Designer chic has extended its grasping fingers into the adult sex toy market in a big way, and today, women are no longer satisfied with plasticy flesh colored phallic symbol vibrators they hide in their bedroom. They want sleek, modern, sophisticated adult sex toys they can display on their coffee table. In the ‘60’s they burned their bras. In the noughties they display their sex toys.
The Motif Vibe are a new breed of expensive sex toys aimed at style-conscious women and men. “They’re small, they’re classy, they feel nice – and they don’t look out of place alongside an iPhone in a Burberry handbag,” so the philosophy goes. Despite the recession, women and men are buying them in droves.
At Kiki de Montparnasse (you just know nothing’s going to come cheap with a pretentious name like that!) they sell egg shaped vibrators to celebrities at $135 a pop.

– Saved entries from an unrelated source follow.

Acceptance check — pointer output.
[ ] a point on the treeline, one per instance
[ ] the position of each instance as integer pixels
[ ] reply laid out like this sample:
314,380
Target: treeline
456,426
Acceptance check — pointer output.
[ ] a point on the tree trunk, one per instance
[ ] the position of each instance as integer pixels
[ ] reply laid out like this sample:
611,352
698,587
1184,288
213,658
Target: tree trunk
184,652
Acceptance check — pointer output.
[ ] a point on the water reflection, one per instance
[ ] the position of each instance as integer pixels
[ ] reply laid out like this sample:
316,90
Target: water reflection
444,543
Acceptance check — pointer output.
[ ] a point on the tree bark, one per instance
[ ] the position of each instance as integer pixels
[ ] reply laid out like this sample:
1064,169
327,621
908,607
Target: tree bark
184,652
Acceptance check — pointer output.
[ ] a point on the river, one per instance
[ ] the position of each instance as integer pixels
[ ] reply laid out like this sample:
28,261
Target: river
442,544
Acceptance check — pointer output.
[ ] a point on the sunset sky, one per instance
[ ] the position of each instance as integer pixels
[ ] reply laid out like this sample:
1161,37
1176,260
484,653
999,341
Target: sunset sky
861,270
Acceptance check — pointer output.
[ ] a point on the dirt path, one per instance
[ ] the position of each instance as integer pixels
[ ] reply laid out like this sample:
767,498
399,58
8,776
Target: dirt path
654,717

What’s more, all coyness about buying and giving sex toys as a gift is long gone. Sex toys are the new flowers. This is reflected in rising sales in several swish new sex stores including Sh!, an exclusive women’s sex shop where sales are up 35%. At JimmyJane, the American adult sex toy supplier to the rich and famous, where Kate Moss paid $325 for a gold plated vibrator and prices go up to $3,500, sales are also rising rapidly by 35%.
And despite the recession, at Lelo, the Swedish manufacturer of aesthetically designed vibrators, sales are up an astounding 200% year on year.
At the pricier end of the market it seems women are being seduced by clever marketing. First, they are told that their lives aren’t complete without the designer handbag, then the 4in designer heels, and now they have been told that they have to spend hundreds on a designer sex toy as well.
And the rationale behind the sale is, if you can afford it, why buy an adult sex toy rendered from a biohazard of chemical toxins in China, when for $300, you can have a hand-tooled 24k limited edition from Jimmyjane.
The world awaits David and Victoria Beckham’s range of his and hers designer sex toys.